Não defender uma proposta radical para a segurança pública do país não significa que Isidório não tenha planos para a área. Disse que, assim que chegar ao Congresso, pretende apresentar um projeto de federalização das polícias estaduais. “Toda hora tem greve de policiais e quem se arrebenta com o caos instalado é a sociedade. São profissionais que não têm seus direitos reconhecidos e que precisam lutar por eles. A fórmula para se acabar com as greves e com o sucateamento das policiais estaduais é federalizando e canalizando recurso federal para pagar bons salários, com estrutura e tecnologia para as tropas. Uma polícia subordinada a um comando único federal, a partir da criação de um Ministério da Segurança Pública”, exemplificou.

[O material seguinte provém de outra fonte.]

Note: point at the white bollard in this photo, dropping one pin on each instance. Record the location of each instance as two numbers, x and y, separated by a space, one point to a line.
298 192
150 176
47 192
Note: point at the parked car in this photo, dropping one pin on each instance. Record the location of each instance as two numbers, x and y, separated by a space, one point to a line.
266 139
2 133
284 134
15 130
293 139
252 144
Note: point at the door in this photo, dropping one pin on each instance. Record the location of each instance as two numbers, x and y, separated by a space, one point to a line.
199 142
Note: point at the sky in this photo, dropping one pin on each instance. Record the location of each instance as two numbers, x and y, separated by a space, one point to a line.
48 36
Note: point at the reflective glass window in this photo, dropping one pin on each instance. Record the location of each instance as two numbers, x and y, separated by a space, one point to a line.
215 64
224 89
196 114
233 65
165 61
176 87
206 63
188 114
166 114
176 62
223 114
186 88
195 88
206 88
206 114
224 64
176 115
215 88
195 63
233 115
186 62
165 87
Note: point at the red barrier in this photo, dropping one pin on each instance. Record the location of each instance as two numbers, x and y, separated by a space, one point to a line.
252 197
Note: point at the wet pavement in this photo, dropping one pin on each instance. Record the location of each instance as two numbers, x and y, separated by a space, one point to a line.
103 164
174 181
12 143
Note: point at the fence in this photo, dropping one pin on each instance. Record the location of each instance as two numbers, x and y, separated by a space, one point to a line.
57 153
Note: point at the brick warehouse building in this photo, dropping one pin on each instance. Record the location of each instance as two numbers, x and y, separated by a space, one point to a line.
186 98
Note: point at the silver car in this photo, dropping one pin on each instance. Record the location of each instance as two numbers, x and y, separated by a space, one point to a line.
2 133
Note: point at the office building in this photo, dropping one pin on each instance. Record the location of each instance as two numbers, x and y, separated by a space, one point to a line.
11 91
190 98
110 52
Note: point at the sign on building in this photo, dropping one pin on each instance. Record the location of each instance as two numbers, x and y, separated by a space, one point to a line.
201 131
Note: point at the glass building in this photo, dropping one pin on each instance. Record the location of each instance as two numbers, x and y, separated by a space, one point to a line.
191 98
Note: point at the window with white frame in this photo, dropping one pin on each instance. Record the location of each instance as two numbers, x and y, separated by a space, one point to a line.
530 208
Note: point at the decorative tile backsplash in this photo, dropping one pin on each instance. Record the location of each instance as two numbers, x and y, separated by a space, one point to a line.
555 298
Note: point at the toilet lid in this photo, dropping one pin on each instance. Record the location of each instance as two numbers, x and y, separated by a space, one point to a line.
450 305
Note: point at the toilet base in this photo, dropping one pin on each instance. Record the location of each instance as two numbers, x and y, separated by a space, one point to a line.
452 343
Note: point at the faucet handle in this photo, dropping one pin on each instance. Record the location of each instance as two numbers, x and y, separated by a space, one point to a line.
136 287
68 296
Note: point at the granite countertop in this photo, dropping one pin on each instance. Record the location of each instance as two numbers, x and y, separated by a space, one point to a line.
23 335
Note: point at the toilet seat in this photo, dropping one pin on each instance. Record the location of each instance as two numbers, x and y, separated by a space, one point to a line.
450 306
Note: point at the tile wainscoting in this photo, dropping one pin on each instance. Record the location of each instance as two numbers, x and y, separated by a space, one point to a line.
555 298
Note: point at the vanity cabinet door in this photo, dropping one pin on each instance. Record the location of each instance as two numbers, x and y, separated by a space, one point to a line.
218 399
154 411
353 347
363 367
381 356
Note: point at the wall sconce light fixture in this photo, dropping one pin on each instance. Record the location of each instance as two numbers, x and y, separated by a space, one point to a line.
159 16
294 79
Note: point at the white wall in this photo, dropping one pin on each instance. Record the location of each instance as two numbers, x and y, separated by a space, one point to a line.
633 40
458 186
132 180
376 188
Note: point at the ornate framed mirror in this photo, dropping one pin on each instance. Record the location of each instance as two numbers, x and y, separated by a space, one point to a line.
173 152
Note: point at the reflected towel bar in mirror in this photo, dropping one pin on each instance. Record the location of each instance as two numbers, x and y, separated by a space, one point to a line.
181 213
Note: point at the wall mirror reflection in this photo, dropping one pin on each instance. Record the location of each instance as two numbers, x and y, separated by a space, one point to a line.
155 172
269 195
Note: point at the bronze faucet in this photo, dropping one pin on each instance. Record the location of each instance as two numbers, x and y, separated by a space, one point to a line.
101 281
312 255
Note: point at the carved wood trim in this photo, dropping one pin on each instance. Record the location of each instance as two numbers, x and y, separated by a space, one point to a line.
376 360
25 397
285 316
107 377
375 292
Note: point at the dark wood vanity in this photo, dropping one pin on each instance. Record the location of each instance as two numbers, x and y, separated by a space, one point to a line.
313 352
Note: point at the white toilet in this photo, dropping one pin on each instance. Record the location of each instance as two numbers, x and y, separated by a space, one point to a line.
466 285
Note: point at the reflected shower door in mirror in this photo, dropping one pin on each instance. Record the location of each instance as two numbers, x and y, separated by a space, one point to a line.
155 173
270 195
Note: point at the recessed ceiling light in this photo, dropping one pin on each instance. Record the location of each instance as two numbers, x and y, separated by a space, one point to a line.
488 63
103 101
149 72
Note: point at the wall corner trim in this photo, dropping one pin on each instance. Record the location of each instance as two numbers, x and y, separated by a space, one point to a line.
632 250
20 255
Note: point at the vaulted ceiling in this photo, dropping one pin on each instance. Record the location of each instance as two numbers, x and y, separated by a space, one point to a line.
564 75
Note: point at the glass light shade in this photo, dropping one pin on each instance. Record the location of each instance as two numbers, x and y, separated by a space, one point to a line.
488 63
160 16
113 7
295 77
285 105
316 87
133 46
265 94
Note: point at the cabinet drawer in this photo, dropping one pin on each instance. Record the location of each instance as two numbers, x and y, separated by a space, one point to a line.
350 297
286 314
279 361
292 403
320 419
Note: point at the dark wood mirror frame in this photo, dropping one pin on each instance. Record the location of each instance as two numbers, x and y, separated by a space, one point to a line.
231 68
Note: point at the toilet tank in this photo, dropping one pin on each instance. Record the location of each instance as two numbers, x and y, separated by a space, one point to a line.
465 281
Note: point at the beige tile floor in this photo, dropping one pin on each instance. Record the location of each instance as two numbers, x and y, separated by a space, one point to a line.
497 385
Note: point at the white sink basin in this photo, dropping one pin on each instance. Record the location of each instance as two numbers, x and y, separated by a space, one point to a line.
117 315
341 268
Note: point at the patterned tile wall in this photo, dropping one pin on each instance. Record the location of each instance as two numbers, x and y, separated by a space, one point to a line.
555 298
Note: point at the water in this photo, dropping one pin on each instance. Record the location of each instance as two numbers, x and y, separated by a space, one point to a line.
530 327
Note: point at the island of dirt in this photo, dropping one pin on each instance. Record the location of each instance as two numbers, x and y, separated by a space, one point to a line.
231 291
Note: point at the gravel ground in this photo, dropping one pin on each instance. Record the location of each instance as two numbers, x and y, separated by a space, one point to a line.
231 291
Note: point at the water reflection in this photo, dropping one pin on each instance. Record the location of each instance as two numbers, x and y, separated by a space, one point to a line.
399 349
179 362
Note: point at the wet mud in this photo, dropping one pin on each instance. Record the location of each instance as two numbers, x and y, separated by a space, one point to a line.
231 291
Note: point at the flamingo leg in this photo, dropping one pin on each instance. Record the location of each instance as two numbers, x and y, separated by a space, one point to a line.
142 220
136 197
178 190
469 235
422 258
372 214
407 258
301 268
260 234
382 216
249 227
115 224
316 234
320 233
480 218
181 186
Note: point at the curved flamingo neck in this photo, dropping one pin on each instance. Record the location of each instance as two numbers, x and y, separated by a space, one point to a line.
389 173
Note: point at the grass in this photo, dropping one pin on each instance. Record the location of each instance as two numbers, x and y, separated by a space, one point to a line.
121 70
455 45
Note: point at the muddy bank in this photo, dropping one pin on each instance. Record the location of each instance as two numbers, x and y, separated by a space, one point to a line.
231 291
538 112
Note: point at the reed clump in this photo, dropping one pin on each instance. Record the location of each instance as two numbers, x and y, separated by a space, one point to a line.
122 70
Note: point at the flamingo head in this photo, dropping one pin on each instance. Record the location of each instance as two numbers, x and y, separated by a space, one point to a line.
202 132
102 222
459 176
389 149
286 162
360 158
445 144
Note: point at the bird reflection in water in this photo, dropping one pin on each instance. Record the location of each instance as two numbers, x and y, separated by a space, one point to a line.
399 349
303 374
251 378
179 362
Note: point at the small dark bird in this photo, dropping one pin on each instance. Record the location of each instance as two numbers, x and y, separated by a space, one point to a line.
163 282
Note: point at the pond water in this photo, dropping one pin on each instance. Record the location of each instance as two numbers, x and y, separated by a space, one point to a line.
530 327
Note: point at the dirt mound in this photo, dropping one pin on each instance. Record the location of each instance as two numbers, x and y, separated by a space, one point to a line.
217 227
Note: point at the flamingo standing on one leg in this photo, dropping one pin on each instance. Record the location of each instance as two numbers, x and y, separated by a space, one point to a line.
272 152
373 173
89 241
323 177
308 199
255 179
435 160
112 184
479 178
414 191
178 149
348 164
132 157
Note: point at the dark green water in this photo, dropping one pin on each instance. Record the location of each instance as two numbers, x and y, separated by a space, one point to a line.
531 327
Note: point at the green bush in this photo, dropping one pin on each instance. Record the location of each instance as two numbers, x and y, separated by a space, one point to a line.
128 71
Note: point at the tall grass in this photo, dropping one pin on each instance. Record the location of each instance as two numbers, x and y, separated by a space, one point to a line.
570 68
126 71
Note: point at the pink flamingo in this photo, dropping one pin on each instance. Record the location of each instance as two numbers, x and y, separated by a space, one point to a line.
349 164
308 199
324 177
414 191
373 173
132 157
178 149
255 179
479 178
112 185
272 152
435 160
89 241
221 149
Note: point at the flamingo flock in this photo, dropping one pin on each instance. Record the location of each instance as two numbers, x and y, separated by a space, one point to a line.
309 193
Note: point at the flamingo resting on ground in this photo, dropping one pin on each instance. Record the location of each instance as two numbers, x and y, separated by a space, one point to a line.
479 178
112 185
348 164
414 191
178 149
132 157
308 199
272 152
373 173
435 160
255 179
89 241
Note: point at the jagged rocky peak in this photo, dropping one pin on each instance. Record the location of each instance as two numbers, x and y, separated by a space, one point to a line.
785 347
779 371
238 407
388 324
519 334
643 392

O pastor-sargento teme o clima beligerante que se instalou no país. “Tanto Bolsonaro quanto Haddad terão de pedir a seus eleitores que se respeitem. Não façam praça de guerra nas cidades. Se o presidente for Bolsonaro, que se cerque de homens pacíficos e possa ouvir seus conselhos.” Isidório terminou a conversa narrando uma passagem bíblica em que comparou Jair Bolsonaro a Pedro, apóstolo de Cristo. “Quando o soldado apareceu para prender Jesus, Pedro picou a orelha dele com a espada. Pedro era um cara meio Bolsonaro. Picou a orelha do cara. E então Jesus disse para Pedro: Embainhe sua espada, para que ela não se volte contra você.”